# Maximum problem???

G

#### Guest

##### Guest
You have a 500 foot roll of fencing, which is to form three sides of a rectangular enclosure (the fourth side is an existing brick wall). What are the dimensions of the enclosure with the maximum area?

I know how to solve it if it was four sides, but I'm not sure how to solve it if it's only for three sides.

#### Unco

##### Senior Member
Hi, angel!

We have
Code:
                         Brick wall
_______________
|              |
Fence, length |              |  Fence, length x
x          |              |
|______________|
Fence,
length y
Three sides just means the length of fence is given by (using the variables I used in the diagram):
x+x+y= 500
2x + y = 500

You're confortable with rearranging this to get one variable the subject and plugging this into the equation for the area (A=xy), and differentiating and setting to zero?

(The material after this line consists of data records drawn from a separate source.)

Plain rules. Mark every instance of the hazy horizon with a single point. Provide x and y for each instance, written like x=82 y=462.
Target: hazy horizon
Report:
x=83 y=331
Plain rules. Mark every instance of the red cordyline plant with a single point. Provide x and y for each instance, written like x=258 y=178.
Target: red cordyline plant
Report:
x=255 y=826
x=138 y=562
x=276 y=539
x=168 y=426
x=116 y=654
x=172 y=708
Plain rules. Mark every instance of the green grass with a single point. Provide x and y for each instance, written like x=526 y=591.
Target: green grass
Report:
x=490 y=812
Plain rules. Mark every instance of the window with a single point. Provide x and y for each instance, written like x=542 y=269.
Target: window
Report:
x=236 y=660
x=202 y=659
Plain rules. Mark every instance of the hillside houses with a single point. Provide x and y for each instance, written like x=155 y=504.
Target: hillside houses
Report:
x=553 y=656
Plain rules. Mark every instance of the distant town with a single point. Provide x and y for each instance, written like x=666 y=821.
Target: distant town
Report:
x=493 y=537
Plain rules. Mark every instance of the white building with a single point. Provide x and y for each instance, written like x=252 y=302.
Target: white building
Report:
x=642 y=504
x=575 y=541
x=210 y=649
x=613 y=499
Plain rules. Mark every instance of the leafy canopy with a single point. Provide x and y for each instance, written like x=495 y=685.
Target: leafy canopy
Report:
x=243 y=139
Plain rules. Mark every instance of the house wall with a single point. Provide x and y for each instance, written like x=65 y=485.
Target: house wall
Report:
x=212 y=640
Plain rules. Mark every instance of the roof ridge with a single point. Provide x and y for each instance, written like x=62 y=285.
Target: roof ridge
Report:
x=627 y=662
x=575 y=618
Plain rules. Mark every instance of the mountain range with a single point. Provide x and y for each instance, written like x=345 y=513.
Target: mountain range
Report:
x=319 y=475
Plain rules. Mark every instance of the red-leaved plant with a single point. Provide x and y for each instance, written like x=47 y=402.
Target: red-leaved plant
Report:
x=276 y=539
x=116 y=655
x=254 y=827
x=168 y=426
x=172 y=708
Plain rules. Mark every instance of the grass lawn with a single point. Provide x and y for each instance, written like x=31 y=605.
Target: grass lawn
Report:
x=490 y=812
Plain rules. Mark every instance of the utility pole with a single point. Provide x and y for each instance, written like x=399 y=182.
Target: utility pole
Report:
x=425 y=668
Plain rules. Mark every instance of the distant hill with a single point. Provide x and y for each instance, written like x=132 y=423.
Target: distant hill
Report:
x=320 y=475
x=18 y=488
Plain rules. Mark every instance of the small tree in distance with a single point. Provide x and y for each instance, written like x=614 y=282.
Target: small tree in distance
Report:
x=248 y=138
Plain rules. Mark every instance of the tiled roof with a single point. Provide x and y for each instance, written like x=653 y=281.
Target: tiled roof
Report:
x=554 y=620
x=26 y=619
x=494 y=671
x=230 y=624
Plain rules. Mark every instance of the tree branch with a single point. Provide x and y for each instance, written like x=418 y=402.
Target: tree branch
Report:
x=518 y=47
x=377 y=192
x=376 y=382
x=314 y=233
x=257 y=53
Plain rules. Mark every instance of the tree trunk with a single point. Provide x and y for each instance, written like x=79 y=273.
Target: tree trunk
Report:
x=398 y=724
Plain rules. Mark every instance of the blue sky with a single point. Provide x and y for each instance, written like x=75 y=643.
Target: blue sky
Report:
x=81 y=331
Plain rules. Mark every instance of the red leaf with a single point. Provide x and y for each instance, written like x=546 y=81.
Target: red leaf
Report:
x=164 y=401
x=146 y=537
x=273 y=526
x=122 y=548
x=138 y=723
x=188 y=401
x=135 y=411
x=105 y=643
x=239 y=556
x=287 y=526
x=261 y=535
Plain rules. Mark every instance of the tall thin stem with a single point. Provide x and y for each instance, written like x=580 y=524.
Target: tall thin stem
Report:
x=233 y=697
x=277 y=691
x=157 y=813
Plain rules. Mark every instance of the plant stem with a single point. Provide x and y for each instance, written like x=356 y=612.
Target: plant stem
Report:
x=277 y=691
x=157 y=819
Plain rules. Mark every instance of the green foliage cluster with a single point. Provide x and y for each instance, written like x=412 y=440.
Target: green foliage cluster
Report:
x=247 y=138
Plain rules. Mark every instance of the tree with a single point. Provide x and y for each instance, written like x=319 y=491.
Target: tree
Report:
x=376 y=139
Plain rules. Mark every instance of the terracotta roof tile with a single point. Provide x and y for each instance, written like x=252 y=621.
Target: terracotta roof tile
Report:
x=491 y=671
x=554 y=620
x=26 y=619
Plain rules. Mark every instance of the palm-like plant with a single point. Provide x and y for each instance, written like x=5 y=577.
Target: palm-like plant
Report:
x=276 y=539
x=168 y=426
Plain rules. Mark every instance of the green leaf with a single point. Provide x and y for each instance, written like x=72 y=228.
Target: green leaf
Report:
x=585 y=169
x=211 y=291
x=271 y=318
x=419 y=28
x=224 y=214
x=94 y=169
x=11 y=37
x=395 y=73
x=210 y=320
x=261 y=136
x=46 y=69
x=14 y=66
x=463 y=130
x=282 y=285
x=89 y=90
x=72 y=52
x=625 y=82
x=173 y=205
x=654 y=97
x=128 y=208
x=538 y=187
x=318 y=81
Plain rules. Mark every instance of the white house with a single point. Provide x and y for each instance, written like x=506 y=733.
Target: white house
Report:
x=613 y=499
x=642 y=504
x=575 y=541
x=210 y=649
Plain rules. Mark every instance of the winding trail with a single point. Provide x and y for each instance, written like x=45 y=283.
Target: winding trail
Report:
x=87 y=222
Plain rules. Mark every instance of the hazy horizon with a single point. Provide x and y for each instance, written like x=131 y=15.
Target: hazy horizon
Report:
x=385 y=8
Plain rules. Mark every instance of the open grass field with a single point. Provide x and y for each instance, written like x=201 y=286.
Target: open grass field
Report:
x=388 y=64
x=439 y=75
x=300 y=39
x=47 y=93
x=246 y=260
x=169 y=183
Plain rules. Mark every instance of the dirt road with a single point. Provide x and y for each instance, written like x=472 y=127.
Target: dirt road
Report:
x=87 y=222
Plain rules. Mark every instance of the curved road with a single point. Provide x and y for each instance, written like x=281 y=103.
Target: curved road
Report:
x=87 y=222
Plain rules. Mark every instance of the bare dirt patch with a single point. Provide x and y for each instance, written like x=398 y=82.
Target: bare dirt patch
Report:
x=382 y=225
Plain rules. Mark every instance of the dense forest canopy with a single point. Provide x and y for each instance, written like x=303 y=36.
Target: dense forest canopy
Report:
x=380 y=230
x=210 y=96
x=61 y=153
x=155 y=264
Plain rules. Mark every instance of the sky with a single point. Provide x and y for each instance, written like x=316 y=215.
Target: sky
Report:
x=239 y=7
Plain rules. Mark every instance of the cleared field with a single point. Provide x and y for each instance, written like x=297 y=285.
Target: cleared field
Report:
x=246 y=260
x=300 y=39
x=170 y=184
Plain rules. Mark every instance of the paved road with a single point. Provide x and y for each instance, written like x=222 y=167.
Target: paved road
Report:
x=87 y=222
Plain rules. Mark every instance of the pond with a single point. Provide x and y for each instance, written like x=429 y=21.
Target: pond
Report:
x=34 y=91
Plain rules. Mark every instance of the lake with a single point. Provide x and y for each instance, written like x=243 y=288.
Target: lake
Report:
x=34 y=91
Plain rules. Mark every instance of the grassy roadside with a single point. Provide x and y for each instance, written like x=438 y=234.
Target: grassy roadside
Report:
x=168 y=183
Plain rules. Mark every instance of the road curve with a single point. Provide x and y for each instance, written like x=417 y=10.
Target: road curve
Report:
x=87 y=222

With four sides you had 2y + 2x = 500. There isn't much difference, is there?

#### TchrWill

##### Full Member
If x = the short side and 500 - 2x = the long side, the area becomes
A = x(500 - 2x) = 500x - 2x^2

Taking the first derivitive and setting equal to zero yields dA/dx = 500 - 4x = 0 making x = 125 and the long side 250.

G

#### Guest

##### Guest
Thanks Unco, that really helped me a lot!

TchrWill, I'm not sure what you mean by derivitive, dA/dx or how you got 4x. But then again, I'm a bit slow in math.^^; I found the dimensions by:

2x + y = 500
A = x(500 - 2x)
-2x^2 + 500

x = -500/2(-2)
-500/-4 = 125

y = 500 - 2(125) = 250